DOA / Rétiaire(s), Série Noire (2023).

Un simple enquêteur

Je n’avais encore jamais lu de roman mettant en scèneAvraham, le flic de Dror Mishani. C’est chose faite avec Un simple enquêteur. C’est le premier pour moi, mais certainement pas le dernier.

Avraham, qui vient de se marier et qui a un nouveau supérieur depuis le décès de sa chef et mentor a des doutes sur son métier. Il a l’impression de ne rien régler et de ne faire qu’ajouter du malheur au malheur, en clair, de ne servir à rien. C’est pourquoi il demande sa mutation à un poste plus important pour le pays.

En attendant il va s’intéresser à la disparition d’un touriste français d’un hôtel de seconde zone. Dans le même temps sa collaboratrice cherche à savoir qui a abandonné un bébé prématuré à la porte d’un hôpital. Deux enquêtes qui, étrangement, vont se croiser.

J’avais raté mon premier rendez-vous avec Dror Mishani. Je n’avais pas du tout accroché à son roman précédent Un deux trois, mais là je suis conquis. Tout ce que j’aime chez mes enquêteurs préférés. Un personnage humain, qui doute, qui parfois a peur, qui n’a pas un courage surhumain mais qui a des valeurs, qui s’accroche. Une histoire bien construite, avec beaucoup d’humanité. Des personnages secondaires inoubliables comme cette mère bigote et possessive (je vous laisse découvrir).
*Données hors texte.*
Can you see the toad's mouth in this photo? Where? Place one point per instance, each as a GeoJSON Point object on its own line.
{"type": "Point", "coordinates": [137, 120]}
Et au travers d’une histoire et de personnages qui vous emportent, le portrait tout en petites touches et en finesse de la société israélienne actuelle. Un très grand plaisir de lecture. J’espère retrouver très vite Avraham qui est devenu, en un seul roman, un des personnages dont j’attends impatiemment des nouvelles.

Dror Mishani / Un simple enquêteur, (Emuna, 2021), Série Noire (2023) traduit de l’hébreu par Laurence Sendrowicz.

Une étude en noir

On entre en léthargie avant les sorties de janvier. L’occasion de ressortir un recueil du maître John Harvey qui trainait depuis des lustres sur ma table de nuit : Une étude en noir.

On va découvrir Jack Kiley, ancien footballeur professionnel éphémère, ancien flic dans la police londonienne, devenu privé qui vivote avec une petite affaire de temps en temps. On va retrouver Franck Elder au moment où il quitte Londres, encore avec sa femme et sa fille. Et on va retrouver Charles Resnick à Nottingham, à différents moments de sa vie, souvent avec Lynn, toujours avec ses chats.

On va suivre quelques musiciens de jazz anglais pris dans la tourmente de l’héroïne. On va croiser des destins brisés, des amitiés dévastées par l’appât du gain, des gamines massacrées, un ancien d’Irak au bord du gouffre.

Et puis il y a la musique, un peu toutes les musiques, mais surtout le jazz, avec la voix bouleversante de Billie, les accords piquants de Monk, la virtuosité de Art, Bird et Dizzie.

Tout ce qu’on aime dans les romans de John Harvey se retrouve ici, concentré dans ces nouvelles. Son regard lucide sur la société anglaise, son empathie, son humanité dont ses personnages sont les porte-parole, son amour de la musique et des clubs de foot qui ne gagnent jamais, ou presque. Et l’apparente simplicité d’une écriture qui ressemble tant à la voix d’un ami en train de vous raconter une histoire.

A ne pas rater pour les fans du maître du procédural britanique.

John Harvey / Une étude en noir, (2010), Rivages/Noir (2018) traduit de l’anglais par Karine Lalechère et Jean-Paul Gratias.